Detecting the Undetectable: Assessing the Efficacy of Current Spoof Detection Methods Against Seamless Speech Edits

Sung-Feng Huang, Heng-Cheng Kuo, Zhehuai Chen, Xuesong Yang, Chao-Han Huck Yang, Yu Tsao, Yu-Chiang Frank Wang, Hung-yi Lee, Szu-Wei Fu

Published in IEEE SLT, 2024

Abstract:

Neural speech editing advancements have raised concerns about their misuse in spoofing attacks. Traditional partially edited speech corpora primarily focus on cut-and-paste edits, which, while maintaining speaker consistency, often introduce detectable discontinuities. Recent methods, like A3 T and Voicebox, improve transitions by leveraging contextual information.

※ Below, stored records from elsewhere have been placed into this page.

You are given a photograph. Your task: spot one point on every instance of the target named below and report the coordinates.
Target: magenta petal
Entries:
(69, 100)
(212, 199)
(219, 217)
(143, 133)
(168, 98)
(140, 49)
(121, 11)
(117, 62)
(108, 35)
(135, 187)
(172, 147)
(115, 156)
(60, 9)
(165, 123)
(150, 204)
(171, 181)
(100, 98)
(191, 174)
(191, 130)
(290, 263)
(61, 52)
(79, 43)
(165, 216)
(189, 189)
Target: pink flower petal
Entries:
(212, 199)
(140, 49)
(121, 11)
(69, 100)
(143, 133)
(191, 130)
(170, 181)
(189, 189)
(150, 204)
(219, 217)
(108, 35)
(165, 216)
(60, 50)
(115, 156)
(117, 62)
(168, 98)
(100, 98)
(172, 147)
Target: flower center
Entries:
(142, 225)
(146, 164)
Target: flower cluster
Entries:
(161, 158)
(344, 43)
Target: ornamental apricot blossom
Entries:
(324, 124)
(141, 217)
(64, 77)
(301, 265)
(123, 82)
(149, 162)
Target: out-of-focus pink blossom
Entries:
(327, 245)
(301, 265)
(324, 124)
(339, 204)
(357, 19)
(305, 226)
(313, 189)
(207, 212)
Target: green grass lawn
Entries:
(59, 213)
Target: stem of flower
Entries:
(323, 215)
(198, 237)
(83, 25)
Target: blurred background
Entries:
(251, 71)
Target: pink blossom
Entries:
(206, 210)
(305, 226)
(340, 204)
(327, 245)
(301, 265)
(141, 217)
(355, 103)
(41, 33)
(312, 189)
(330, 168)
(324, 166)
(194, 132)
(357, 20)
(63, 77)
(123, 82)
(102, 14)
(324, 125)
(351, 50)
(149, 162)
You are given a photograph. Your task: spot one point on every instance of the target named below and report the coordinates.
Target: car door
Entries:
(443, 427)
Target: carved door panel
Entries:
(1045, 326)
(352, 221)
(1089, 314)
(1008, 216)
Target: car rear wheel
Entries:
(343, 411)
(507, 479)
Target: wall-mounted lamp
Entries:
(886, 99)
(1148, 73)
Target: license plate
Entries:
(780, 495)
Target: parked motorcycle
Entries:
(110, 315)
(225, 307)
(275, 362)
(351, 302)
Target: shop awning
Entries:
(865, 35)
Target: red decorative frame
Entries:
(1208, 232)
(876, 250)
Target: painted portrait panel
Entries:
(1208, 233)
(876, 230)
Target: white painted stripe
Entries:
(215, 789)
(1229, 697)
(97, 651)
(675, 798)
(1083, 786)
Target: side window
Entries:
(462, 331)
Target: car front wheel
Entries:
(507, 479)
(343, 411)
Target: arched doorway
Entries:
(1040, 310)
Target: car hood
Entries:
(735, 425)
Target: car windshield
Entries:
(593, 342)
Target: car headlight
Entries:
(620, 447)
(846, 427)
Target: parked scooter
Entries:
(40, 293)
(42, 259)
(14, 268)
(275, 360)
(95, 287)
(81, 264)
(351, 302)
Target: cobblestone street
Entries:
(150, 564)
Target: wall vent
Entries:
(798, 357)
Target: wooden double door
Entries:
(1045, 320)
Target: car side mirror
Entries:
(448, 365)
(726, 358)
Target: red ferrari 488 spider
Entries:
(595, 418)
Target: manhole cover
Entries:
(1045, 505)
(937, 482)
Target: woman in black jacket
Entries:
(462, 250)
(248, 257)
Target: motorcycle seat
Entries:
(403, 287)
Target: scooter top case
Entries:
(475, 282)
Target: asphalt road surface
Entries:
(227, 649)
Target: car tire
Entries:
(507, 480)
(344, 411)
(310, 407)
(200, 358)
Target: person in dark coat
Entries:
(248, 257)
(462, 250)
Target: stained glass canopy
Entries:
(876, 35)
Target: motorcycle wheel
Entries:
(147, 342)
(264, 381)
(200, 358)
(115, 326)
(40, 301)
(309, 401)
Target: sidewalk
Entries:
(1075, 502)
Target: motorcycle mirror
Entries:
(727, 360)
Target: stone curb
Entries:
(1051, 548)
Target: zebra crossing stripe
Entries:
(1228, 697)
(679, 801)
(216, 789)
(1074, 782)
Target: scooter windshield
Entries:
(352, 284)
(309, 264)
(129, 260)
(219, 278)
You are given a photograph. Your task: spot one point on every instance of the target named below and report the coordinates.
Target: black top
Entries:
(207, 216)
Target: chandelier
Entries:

To foster spoofing detection research, we introduce the Speech INfilling Edit (SINE) dataset, created with Voicebox. We detailed the process of re-implementing Voicebox training and dataset creation. Subjective evaluations confirm that speech edited using this novel technique is more challenging to detect than conventional cut-and-paste methods. Despite human difficulty, experimental results demonstrate that self-supervised-based detectors can achieve remarkable performance in detection, localization, and generalization across different edit methods. The dataset and related models will be made available at: https://jasonswfu.github.io/SINE_dataset/index.html

Recommended citation: Huang, Sung-Feng, Heng-Cheng Kuo, Zhehuai Chen, Xuesong Yang, Chao-Han Huck Yang, Yu Tsao, Yu-Chiang Frank Wang, Hung-yi Lee, and Szu-Wei Fu. "Detecting the Undetectable: Assessing the Efficacy of Current Spoof Detection Methods Against Seamless Speech Edits." In 2024 IEEE Spoken Language Technology Workshop (SLT), pp. 652-659. IEEE, 2024. https://ieeexplore.ieee.org/abstract/document/10832200/